Brain and Consciousness
The selection of essays in this issue covering the domain of the Relations between our models of brain function and mental life is based on an interdisciplinary conference held at the Hungarian Academy of Sciences (Budapest) on April 18th, 2001. Full proceedings shall be published the coming winter in a book form. Hungarian neuroscientists, psychologists and philosophers discussed there their own research results as well as the state of the art.
Several of the papers start from considerations of the experimental neuroscientist. Szilveszter E. Vizi, Vice President of the Hungarian Academy starts from the issues of the neurobiologist when he tries to find relations between brain and mind. His survey of neuroscientific ideas is both historical and conceptual. A clear presentation of two systems, the digital one based on synaptic transmission and another analog one based on non-synaptic chemical processes is portrayed. Both should be taken into account in considering the bases of mental life, consciousness and mental disease as well. The paper of György Ádám offers a comprehensive view of the unconscious mind as it is presented in studies of vegetative functions. Consciousness is a special state in this domain rather then an assumed general feature of cognition. Tamás Freund shows how a specific waveform present in the hippocampus (the theta activity) could be so central both to cognitive orientation and to integration of memory. György Buzsáki, who is also known for his models of hippocampal functions, takes a broader perspective here. The methodical message of the experimental neuroscientist is that rather then looking for neural correlates of philosophical and mentalistic constructions, we should start bottom up and look for the mental function of clearly identified biological events. Steven Harnad takes a similar stance when he suggests replacing the body-mind relationship issue with a search for relationships between experience and function. His conclusions, are, however, rather skeptical: he questions the possibility of providing a causal-functional model for first person experience.
Several papers try to relate neuroscience and experimental psychology, demonstrating the complexity of seemingly simple phenomena. Gyula Kovács presents a critical survey of primate and human studies that tried to identify what is needed for visual consciousness. His critical conclusion is that up to this moment consciousness cannot be identified with any simple activation pattern. Mihály Racsmány, on the basis of a critical analysis of the literature, and his own work on different populations, shows that a seemingly simple system, that of working memory plays a central role in the organization of human cognition, forming a basis of conscious access. Csaba Pléh and Ágnes Lukács analyze the role of rule-based organization in language. On the basis of metalinguistic tasks as well as simple behavioral measures they showed that human language behavior is best interpreted in the frame of a dual system where rules are supplemented by simple association based habits, and a basis of the differentiation of the two systems is intricately related to sensitivity to item and class frequency.

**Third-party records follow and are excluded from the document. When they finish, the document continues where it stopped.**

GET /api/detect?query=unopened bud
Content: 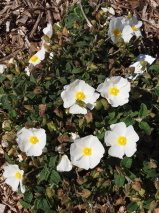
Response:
[128,12,133,19]
[132,182,141,192]
[148,160,157,169]
[154,178,159,190]
[82,189,91,198]
[76,100,86,108]
[149,200,157,211]
[46,187,55,198]
[130,195,141,202]
[76,177,84,185]
[62,27,69,36]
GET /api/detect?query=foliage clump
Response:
[0,2,159,213]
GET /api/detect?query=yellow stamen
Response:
[131,26,138,31]
[110,87,120,96]
[29,136,39,144]
[30,55,39,63]
[76,92,86,101]
[82,147,92,156]
[15,172,22,179]
[117,136,127,146]
[113,28,121,37]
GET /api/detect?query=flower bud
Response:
[33,86,42,94]
[7,75,13,81]
[62,27,69,36]
[86,62,98,70]
[115,197,123,206]
[155,192,159,200]
[128,12,133,19]
[140,59,147,67]
[148,160,157,169]
[149,200,157,211]
[132,182,141,192]
[46,187,55,198]
[154,178,159,190]
[100,98,110,110]
[73,20,80,29]
[102,180,111,186]
[130,195,141,202]
[8,148,15,156]
[94,100,103,110]
[84,112,93,123]
[24,105,33,111]
[76,100,86,108]
[47,121,57,132]
[43,35,50,43]
[76,177,84,185]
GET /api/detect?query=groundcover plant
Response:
[0,1,159,213]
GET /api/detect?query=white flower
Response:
[0,64,7,73]
[56,155,72,172]
[61,80,99,114]
[108,17,133,43]
[70,135,105,170]
[43,23,53,38]
[2,165,25,193]
[69,132,80,142]
[26,46,46,65]
[55,143,67,153]
[101,7,115,15]
[97,76,130,107]
[104,122,139,158]
[128,17,142,37]
[16,127,46,156]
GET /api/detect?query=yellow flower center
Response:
[15,172,22,179]
[30,55,39,63]
[29,136,39,144]
[113,28,121,37]
[110,87,120,96]
[131,26,138,31]
[82,147,92,156]
[117,136,127,146]
[76,92,86,101]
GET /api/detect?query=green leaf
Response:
[138,103,147,118]
[39,198,50,211]
[50,170,62,184]
[72,67,83,73]
[155,87,159,97]
[0,95,12,110]
[4,153,14,164]
[114,171,125,187]
[121,156,132,169]
[139,121,151,135]
[49,155,58,167]
[19,200,31,209]
[39,166,50,181]
[126,202,138,212]
[24,191,33,202]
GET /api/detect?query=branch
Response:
[79,0,93,28]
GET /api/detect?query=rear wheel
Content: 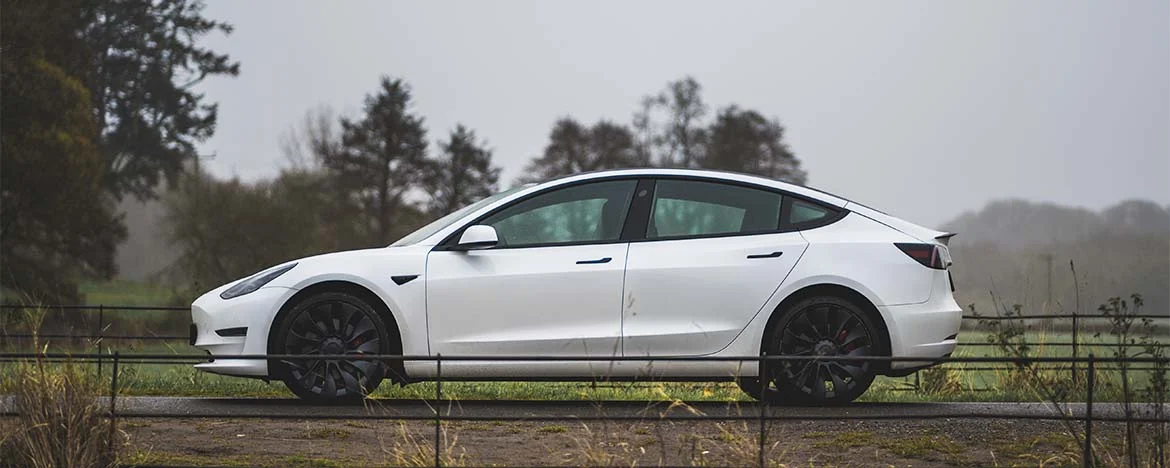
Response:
[274,293,391,402]
[739,296,883,405]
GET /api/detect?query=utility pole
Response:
[1040,254,1052,312]
[191,151,218,290]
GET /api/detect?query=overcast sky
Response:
[201,0,1170,225]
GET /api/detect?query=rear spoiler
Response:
[935,233,958,246]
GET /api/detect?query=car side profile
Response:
[192,168,962,404]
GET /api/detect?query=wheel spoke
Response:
[825,363,848,395]
[805,364,825,399]
[305,305,329,336]
[833,363,865,380]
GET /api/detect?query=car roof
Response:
[534,167,849,207]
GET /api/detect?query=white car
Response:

Of the papers with a philosophical message Ferenc Altrichter argues That although our notion of intentionality has been enriched with many extremely important insights from the fields of neurophysiology, cognitive psychology, and information theory, still, intentionality is a sui generis, irreducible property of the mind, irreducible not for empirical, but for logical reasons. Intentionality is the topic of Gábor Szécsi, too. His thesis is that there is an essential connection on the one hand between linguistic meaning, and on the other hand the conceptual relations directly representing the intentionality of the mind. György Kampis on the other hand opts for a body-based approach to consciousness where 'bodily' should be taken not in the sense of neural, but in the sense of trying to find an integral, holistic and dynamic bodily foundation of consciousness. Tibor Vámos points out that the convergence problem between the human mind and machine intelligence is ill posed. First, because the problem is self-reflexive, a judgment where the judge, the human being is involved. Secondly, the problem refers to an insurmountable amount of possible situations, reflections, and responses. One can quote many cases where present machines are superior to the human mind and even more cases where convergence looks to be hopeless for the technology currently expectable. We possess no final answer concerning about technologies of the distant future. From a philosophical-methodological point of view Kristóf Nyíri argues that since cortical patterns and neurophysiological processes on the one hand, and conscious images on the other, are very different kinds of entities, the inevitable step is to posit mental images as theoretical constructs, and to treat both the objective and the subjective sides of the observational data as empirical correlates of those constructs.